The fact of the matter is that Burnett is coming off two straight disappointing years, and is 35 years old. He has a history of injury problems (though not recently), and has battled inconsistency throughout the portions of his career in which he was actually good. There's a chance that he's just finished providing solid production. As such, I doubt anybody would offer him multiple years guaranteed on the free agent market, which should reduce what the Pirates would want to pay him in terms of how much of the contract they should absorb (i.e. Prince Fielder could have signed a 1 year deal for about $35MM this offseason if he wanted to, but not an 8-year deal at the same average value).
Burnett's projections on his fangraphs page shows something in the realm of 1.2 WAR, varying slightly depending on which projection you look at 1. He hasn't exactly declined at a steady rate over his last few years, but I think expecting something like 1.2WAR in 2012 and 1 WAR in 2013 is fair. At worst, he can provide something in the area of 200 innings per year with the use of 1 roster spot, which is certainly of some marginal value to Pittsburgh, who lost innings eater Paul Maholm to free agency (non-tendered), and will be without Charlie Morton for at least the start of the season.

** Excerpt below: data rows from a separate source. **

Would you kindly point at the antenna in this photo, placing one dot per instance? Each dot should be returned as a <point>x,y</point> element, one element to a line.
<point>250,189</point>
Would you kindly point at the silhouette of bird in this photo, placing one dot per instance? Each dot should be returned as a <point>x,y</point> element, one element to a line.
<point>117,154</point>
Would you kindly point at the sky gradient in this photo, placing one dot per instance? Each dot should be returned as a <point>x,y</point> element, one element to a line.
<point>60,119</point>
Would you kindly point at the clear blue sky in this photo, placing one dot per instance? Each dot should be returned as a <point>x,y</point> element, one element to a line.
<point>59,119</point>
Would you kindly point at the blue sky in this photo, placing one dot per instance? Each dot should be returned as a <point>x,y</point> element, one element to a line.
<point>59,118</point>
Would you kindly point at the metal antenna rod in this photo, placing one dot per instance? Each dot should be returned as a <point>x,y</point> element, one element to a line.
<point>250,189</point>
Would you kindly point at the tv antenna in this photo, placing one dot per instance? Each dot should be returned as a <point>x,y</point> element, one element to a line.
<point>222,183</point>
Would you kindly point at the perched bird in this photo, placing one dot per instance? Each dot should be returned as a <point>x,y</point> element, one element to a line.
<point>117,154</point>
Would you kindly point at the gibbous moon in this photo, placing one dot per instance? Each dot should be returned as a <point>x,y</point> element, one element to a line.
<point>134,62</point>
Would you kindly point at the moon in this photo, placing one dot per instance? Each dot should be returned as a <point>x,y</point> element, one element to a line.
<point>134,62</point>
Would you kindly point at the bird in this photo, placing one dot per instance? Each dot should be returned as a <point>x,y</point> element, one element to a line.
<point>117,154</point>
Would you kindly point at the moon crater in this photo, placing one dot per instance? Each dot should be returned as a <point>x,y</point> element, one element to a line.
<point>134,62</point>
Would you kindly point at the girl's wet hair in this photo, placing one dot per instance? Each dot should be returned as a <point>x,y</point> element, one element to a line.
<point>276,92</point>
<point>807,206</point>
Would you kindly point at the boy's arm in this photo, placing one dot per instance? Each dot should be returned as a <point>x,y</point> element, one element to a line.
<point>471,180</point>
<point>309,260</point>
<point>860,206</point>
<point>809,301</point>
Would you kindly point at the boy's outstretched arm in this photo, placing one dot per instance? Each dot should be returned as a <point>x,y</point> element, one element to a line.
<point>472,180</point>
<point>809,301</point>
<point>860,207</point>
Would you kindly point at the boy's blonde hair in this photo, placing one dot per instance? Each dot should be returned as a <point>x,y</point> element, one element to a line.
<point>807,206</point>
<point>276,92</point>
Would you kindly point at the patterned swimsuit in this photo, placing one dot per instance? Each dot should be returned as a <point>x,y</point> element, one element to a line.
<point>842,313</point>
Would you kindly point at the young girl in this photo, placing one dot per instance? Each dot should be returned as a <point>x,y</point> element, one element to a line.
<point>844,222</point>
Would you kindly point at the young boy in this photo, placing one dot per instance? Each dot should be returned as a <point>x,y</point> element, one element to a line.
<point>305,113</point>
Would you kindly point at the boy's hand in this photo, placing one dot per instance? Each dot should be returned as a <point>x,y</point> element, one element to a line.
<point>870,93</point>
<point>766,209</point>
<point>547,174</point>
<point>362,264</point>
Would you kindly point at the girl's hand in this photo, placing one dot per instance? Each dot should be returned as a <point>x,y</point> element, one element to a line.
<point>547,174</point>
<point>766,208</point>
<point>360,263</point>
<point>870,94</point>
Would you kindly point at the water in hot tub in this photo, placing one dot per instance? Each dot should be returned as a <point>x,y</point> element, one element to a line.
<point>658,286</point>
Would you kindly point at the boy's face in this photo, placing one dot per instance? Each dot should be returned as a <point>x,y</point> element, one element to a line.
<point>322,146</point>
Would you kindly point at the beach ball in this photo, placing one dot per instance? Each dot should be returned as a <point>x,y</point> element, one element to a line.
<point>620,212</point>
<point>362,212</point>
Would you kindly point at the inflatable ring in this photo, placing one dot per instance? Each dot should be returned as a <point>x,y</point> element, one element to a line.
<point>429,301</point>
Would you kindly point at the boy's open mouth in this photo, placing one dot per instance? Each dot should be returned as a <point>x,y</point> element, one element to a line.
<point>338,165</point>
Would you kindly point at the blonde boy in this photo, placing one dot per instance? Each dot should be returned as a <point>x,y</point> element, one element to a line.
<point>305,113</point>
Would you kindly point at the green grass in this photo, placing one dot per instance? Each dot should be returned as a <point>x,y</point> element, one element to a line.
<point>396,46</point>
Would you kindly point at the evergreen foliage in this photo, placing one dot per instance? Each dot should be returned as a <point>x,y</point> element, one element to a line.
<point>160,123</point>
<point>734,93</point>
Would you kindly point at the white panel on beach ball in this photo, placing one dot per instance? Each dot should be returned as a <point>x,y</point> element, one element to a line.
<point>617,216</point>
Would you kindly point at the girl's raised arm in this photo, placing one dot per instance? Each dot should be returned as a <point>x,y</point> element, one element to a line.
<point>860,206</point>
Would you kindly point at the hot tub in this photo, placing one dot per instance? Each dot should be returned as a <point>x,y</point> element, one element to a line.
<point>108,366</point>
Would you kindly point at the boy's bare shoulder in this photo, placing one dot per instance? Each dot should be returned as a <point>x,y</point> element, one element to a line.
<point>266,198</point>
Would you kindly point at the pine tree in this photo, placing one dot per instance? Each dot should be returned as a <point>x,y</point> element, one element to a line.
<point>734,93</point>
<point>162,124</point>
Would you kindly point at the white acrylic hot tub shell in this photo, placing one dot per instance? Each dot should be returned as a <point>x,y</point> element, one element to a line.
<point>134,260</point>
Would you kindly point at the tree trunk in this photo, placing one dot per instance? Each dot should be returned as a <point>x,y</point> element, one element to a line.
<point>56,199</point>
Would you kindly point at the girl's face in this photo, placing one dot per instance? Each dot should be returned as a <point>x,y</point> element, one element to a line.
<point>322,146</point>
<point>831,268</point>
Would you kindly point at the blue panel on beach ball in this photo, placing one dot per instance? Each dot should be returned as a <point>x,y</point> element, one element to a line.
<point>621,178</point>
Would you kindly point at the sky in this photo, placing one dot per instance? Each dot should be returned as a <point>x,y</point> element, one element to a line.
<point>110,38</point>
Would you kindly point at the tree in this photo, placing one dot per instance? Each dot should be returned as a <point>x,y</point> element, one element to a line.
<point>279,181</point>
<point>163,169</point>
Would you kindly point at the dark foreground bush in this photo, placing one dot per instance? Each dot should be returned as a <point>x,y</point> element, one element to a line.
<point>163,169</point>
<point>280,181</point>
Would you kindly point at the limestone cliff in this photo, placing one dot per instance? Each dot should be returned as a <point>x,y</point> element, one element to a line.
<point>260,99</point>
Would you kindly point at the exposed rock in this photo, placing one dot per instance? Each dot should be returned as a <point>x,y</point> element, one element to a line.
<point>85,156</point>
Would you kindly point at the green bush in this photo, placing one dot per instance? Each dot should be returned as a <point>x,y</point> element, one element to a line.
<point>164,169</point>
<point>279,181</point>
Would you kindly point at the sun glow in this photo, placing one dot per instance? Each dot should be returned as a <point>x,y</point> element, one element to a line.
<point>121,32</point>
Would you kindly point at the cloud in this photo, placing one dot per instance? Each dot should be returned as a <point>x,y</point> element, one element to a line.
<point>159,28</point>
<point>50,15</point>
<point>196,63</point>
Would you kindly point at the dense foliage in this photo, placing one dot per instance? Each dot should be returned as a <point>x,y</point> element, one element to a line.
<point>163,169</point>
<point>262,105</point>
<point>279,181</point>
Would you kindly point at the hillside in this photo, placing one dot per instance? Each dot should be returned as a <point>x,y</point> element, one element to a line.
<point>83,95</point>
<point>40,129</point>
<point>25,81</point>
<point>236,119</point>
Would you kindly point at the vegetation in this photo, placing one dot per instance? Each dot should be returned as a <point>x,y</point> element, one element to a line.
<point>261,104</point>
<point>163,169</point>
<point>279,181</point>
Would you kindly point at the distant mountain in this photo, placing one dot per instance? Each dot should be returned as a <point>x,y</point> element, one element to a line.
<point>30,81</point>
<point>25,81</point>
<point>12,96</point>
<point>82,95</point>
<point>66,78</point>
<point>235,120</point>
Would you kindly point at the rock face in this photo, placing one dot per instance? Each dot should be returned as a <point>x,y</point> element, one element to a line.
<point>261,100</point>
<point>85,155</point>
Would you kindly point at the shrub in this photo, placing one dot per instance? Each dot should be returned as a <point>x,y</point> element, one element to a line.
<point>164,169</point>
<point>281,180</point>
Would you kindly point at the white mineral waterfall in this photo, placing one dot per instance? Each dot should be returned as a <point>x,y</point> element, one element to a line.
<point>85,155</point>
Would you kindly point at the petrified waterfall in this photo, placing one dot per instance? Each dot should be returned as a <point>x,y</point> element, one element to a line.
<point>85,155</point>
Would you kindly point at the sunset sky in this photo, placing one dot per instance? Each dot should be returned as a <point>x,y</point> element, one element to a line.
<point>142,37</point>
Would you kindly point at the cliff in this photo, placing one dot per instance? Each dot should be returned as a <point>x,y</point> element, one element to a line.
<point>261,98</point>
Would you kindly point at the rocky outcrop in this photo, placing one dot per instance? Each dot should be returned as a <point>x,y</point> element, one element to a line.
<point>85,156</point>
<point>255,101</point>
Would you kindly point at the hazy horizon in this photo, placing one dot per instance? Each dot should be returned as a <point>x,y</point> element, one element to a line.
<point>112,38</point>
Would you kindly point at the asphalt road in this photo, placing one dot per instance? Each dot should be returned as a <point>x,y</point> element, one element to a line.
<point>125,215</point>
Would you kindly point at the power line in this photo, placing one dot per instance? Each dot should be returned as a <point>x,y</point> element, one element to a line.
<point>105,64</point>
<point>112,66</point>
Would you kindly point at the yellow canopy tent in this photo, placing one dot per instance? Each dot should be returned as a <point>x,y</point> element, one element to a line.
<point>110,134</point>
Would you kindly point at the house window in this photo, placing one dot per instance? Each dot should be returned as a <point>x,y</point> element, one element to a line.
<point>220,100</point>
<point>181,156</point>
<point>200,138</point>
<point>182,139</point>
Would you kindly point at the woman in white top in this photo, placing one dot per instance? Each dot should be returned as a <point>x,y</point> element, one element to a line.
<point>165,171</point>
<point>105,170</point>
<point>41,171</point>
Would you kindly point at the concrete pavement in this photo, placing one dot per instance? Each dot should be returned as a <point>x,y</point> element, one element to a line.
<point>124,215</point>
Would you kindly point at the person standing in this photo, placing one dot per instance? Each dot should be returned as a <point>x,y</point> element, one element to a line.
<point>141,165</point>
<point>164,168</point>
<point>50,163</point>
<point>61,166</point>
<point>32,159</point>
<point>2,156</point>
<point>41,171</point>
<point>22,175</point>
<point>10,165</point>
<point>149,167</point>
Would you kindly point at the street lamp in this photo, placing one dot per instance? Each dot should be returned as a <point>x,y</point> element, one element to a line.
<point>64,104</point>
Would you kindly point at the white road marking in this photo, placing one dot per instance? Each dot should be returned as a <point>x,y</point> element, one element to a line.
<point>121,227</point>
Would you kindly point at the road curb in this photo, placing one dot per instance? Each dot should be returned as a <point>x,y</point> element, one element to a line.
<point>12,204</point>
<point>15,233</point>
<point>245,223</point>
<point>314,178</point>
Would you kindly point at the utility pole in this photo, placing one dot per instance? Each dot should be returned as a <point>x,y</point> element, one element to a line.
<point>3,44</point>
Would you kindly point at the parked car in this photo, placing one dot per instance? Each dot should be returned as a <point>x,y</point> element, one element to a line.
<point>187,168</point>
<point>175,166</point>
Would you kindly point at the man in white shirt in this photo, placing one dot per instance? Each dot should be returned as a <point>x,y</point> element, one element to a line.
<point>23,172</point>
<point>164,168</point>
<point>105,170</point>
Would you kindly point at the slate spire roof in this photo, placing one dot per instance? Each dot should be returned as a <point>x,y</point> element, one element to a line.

2.2WAR these days nets you about $11MM in value (adjusting slightly for inflation for the 2013 season), so Burnett and $22MM for absolutely nothing (i.e. some 27-year old A-ball pitcher) is something close to the equilibrium. The Pirates would then have to DFA someone to make room, plus they have to guarantee Burnett a roster spot for two years. As result, I'd be comfortable dropping Burnett's true value, with all things considered, to somewhere around $9MM. Given his $33MM contract, his adjusted value is [$9MM-$33MM, or $-24MM].
If Jones is involved, the Pirates would need to go find another 1B option in a depleted free agent market or fill the void internally, again, increasing the overhead costs of getting Burnett. If the Yankees would like to overpay for a mediocre 1B/DH option in Jones, by all means, I'd let them, but at this point, that doesn't look like it's going to happen. Still, Jones' value is in the range of a cost-controlled 1-1.5WAR, plus 3 more years of club-control, so about $8MM?
Basically speaking, if the Pirates agree to take Burnett, they're going to get him at a surplus. If the Yankees wanted Jones for Burnett, I'd charge them pretty much the whole $33MM: Burnett's value of $-24MM ($33MM-$9MM, including the DFA and a replacement 1B/OF), Jones' value of $8MM, and an extra million or so to sweeten the deal, since the Pirates have enough leverage to not really need to do this deal.
If Jones actually can't be involved (i.e. if it's not just posturing by Huntington to boost the return), and this just turns in to a pure salary dump, I think quantifying Burnett's value at -$24MM is fair. Again, the Pirates don't need to do this, so they could feasibly ask for a little more, but AJ Burnett and $24.5MM to the Pirates for some A-ball prospect would be the worst offer I'd accept if I were Neil Huntington.
1- It doesn't really matter what would happen to those numbers pitching in Pittsburgh, since that's not what the Yankees are selling, but I think we can expect an improvement in homerun rate, and thus pretty well everything else, if only by reducing the ability of the hitters in the NL Central. Replacement level is adjusted, and, as Drew Fairservice at Getting Blanked points out, with help from Jeff Sullivan, Burnett threw a lot of meatballs last year. Park Factors might not help a ton, but worse competition would.